The book is broken down in traditional Osprey fashion into 10 sections:


Opposing Sides




Analysis and Conclusion

Unit Organisations

Orders of Battle

Select Bibliography


Notes are inserted into the text, which is well spiced with first hand accounts and really takes you to those deadly fields. One of the best parts apart from the excellent battle descriptions is the insights into the Russian & French army, especially the former. People like me who more often than not end up digging deeper into the Peninsular War and Waterloo, don’t get as many chances to see what was going on in other army’s and the level of detail crammed into this book was a delight.

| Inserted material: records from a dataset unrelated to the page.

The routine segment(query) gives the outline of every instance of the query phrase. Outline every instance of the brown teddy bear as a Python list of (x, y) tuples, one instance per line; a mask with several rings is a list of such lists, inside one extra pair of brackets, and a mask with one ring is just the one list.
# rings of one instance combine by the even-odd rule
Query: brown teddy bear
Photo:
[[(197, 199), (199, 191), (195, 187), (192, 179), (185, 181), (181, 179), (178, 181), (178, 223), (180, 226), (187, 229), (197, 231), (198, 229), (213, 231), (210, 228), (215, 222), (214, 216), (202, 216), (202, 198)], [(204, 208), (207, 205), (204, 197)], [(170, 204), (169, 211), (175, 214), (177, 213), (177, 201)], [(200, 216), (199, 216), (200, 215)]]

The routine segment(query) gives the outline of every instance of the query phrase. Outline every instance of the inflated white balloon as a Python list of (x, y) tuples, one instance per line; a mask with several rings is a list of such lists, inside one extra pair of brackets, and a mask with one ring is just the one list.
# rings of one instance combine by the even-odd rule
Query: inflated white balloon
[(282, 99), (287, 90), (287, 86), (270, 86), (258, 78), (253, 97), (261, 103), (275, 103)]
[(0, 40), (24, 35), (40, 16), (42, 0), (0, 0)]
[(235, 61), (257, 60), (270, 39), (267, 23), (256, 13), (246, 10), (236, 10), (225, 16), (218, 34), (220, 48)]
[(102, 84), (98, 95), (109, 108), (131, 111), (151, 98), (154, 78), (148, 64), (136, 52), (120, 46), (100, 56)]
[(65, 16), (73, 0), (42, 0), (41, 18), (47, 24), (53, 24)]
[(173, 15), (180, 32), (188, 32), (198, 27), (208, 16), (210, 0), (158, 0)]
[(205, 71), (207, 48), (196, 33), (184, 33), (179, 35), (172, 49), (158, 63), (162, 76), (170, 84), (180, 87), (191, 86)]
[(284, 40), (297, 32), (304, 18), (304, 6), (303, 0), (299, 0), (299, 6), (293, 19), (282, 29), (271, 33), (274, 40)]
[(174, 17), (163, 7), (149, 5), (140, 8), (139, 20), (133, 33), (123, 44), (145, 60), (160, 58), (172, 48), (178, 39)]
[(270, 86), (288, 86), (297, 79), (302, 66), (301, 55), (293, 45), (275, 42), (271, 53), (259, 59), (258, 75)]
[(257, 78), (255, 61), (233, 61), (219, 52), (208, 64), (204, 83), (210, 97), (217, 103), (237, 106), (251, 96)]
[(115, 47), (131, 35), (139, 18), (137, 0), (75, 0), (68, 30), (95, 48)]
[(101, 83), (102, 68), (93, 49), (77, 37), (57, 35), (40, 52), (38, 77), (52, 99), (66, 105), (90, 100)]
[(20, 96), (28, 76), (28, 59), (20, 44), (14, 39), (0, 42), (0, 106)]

Another reason this is the best of the first wave is the superb illustrations by Mark Stacey. Two double page spreads put the reader right in the front line, the specially commissioned artwork, creating the impression of literally being in the picture. One is in double perspective, first the reader is a Russian Skirmisher ready to cover his parter once he has fired, the other they are in the  congested French ranks, handing a newly loaded musket to a wild eyed Voltiguer. The second spread you are a French Guardsman rushing, bayonet fixed into a deadly melee to wipe put a small pocket of stranded Russians. Stacey’s composition and attention to detail is unreal, almost as if you were in a 1st Person Napoleonic Shootemup game.

The accompanying period images that illustrate the rest of the book, at an average of 2-3 a page are brilliantly chosen, and some are in colour, the best being the portrayals of Russian infantry uniforms towards the front. Maps are clear and are accompanied with detailed subtext.

In summary this is an excellent book and well worth the money if you are a Napoleon Wars enthusiast.